While the art has been removed, the need for recognition and respectful conversation must be recognized. We all share the responsibility to continue to improve the level of respect and inclusivity at our University.
Over the last three days, the University has initiated dialogue on the issue, seeking input from the artists and fellow art students, as well as the broader University community. The President’s Committee on Diversity held an open forum yesterday afternoon in Nevins Theater, Powell Campus Center. The matter was discussed yesterday evening at a meeting of our Black Caucus, where members discussed formulating an action plan and ways to assist students in need; at an art community forum this morning; and at another open forum this afternoon. The discussions brought forth important issues facing not just the art community but also our University as a whole, some of which we may already have been striving to address, and some to which we need to direct greater attention.
For example, in recent years, we have taken important steps to foster greater inclusivity on our campus. In June, 2018, Dr. Brian Saltsman was appointed Alfred University’s first-ever director of student diversity and inclusion. That fall, we introduced Common Ground, an extended orientation program for all new undergraduate students on our main campus. Common Ground has two central objectives: to help our students better understand the different backgrounds, perspectives, and aspirations that they bring to our campus; and to arrive at a set of common values students are willing to commit to living by as citizens of our University community. This year, Common Ground became a required course for all new undergraduate students on our main campus.

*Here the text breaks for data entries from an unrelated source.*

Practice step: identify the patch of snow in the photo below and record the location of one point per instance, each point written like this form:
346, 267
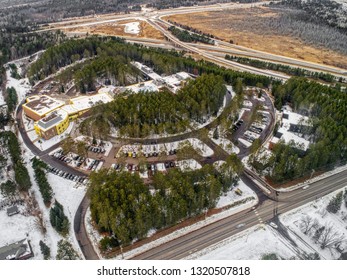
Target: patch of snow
132, 28
251, 244
317, 211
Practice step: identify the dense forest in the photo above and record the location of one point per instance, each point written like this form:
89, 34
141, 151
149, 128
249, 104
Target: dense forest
327, 109
185, 36
326, 12
147, 113
123, 206
293, 71
160, 60
21, 172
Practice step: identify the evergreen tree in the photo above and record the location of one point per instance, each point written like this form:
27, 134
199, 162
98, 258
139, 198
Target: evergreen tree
45, 250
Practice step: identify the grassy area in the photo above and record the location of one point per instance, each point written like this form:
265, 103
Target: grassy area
249, 27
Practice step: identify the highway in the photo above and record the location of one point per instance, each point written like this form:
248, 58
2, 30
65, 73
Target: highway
265, 211
211, 53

The unauthorized art display illustrates that our goal of providing an environment for learning that is accepting of all students, regardless of race, ethnicity, gender, and sexual orientation is far from accomplished. With that in mind, our University—taking into account comments and suggestions made by students, staff, and faculty at this week’s meetings—will take the following steps:
· Continue our commitment to identifying and hiring a more diverse faculty and staff;
· Create a senior-level diversity officer position, and launch a search to identify and hire the best candidate;
· Create a more inclusive and welcoming environment in our classrooms and residence halls by promoting greater inclusivity and student engagement through the Student Senate, Student Activities Board, and our Institute for Cultural Unity, as well as by enhancing the opportunity our students have to discuss issues and concerns with faculty and staff privately;
· Increase opportunities for staff and faculty education and development focusing on inclusiveness, acceptance, and student engagement; and recognition of student disengagement indicators and necessary responses and referrals; and
· Review our Common Ground course, with a focus on enhancing its curriculum, facilitation, and impact.
We look forward to ongoing dialogue, input, and concrete actions on these important matters. While the mountain we are climbing, in terms of promoting inclusivity at our University, has no top, we remain intent on making the ascent.